The Fish and Wildlife Commission voted to adopt four amended administrative rules to clarify how the department compensates commercial livestock and working-dog losses and to tighten definitions that guide direct and indirect claim processing. Commissioner Christopher Linville moved for adoption; the motion was seconded and the chair announced the motion carries.
Staff presentations framed the filing (CR-102) as a culmination of months of public comment and edits. Jim Brown, the department's Wildlife Conflict Section manager, summarized the proposal and said the packet contains the formal edits in track changes. He told commissioners the amendments align several code sections and fix cross-references that previously could be read to allow payments the RCW does not authorize.

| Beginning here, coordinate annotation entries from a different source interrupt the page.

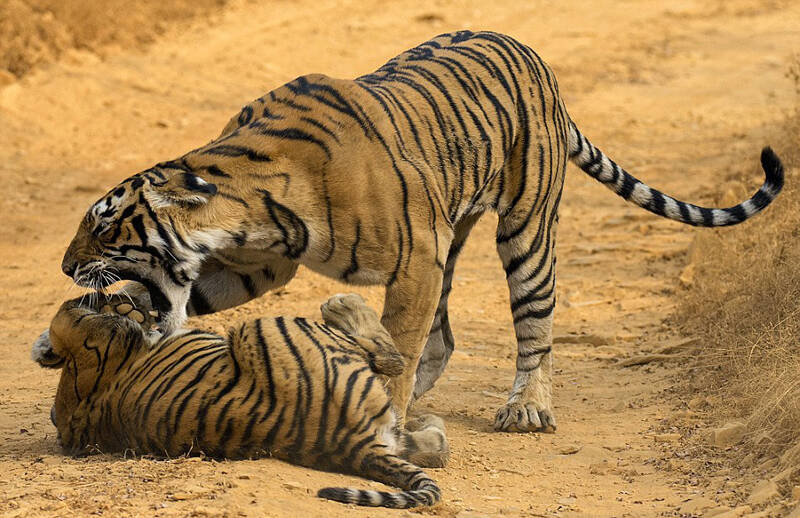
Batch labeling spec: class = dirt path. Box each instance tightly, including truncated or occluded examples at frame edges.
[0,0,800,518]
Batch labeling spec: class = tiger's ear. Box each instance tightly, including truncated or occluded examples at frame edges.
[146,173,217,208]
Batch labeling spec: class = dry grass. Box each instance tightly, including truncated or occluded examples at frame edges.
[0,0,227,77]
[683,56,800,456]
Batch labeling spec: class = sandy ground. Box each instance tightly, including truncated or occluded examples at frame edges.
[0,0,800,518]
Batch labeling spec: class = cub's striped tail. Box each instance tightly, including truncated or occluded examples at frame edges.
[317,455,442,509]
[569,121,783,227]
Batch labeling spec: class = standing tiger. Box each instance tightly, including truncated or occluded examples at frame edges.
[33,295,447,508]
[53,31,783,432]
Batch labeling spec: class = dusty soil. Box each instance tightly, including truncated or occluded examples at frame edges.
[0,0,800,518]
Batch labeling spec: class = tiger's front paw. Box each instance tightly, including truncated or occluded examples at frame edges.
[100,295,158,331]
[494,402,556,433]
[406,414,450,468]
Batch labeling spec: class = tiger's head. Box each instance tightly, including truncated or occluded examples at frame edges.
[31,294,154,453]
[61,167,219,334]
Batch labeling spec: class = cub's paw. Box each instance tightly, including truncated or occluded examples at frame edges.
[31,329,64,369]
[494,402,556,433]
[406,414,447,433]
[319,293,380,338]
[406,414,450,468]
[100,295,158,330]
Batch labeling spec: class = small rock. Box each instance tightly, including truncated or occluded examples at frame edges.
[786,505,800,518]
[281,480,308,492]
[703,505,731,518]
[747,480,780,505]
[770,467,800,484]
[678,264,694,288]
[653,433,681,442]
[117,302,133,315]
[711,421,747,448]
[169,493,199,501]
[553,334,616,345]
[758,457,778,471]
[0,69,17,88]
[678,496,717,514]
[558,444,581,455]
[456,510,490,518]
[703,505,753,518]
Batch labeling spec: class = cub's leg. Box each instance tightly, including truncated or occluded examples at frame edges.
[494,139,566,432]
[381,268,442,427]
[412,213,482,403]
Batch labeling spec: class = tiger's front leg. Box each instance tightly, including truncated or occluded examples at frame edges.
[381,268,443,425]
[186,254,297,316]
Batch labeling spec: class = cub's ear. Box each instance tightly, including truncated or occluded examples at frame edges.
[145,173,217,209]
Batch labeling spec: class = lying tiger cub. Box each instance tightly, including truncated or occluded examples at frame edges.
[33,294,448,508]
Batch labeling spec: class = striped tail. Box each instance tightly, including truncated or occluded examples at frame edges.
[317,455,441,509]
[569,121,783,227]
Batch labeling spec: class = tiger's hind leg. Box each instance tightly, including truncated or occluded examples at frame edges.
[494,135,566,432]
[411,213,482,404]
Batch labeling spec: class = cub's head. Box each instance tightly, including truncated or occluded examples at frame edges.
[61,167,217,333]
[32,295,154,450]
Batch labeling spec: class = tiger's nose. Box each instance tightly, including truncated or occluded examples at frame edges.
[61,259,78,279]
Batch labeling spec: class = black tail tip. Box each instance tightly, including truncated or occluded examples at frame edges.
[761,146,783,189]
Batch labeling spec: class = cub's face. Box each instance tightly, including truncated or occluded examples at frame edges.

Why it matters: staff added the phrase "increased stress" in the indirect-loss (harassment) definition to make clear what behavioral effect on livestock triggers non-direct compensation claims such as reduced weight gain or lower pregnancy rates. Brown said the change was driven by commenters who found the word "harassment" too vague and requested language tying the effect to stress in the animals.
Commission discussion focused on the proposed new definition of "attack." Several commissioners asked whether the attack definition could be interpreted to expand or limit coverage and whether it would overlap with indirect claims. Brown and other staff said indirect claims exclude attacks and that the revised attack definition lists demonstrable behaviors (including chasing or imminent physical contact) to reduce ambiguity. Staff also committed to correcting drafting errors flagged during the meeting (for example, changing a misspelling of "pursuing").
Commissioner Linville, who moved adoption, said the rule changes apply to compensation only and are not the department's livestock-interaction protocol for making site-specific management decisions. Commissioner Parker acknowledged lingering ambiguity in language but supported adopting the package and returning later if operational experience shows a need for further edits.
What was decided and next steps: the commission adopted the four amended WACs as presented by staff. Brown said that if the commission's decision stands, the department will proceed with CR filing steps and that the rules would take effect according to the standard CR filing timeline. Staff also said they will produce an internal, shareable guidance document that sets staff timelines and claimant-notification expectations; that guidance will not be part of today's rule text but will be incorporated administratively into processes.
The packet and on-line agenda contain the specific track-change edits and the full text of the proposed WAC amendments for public review.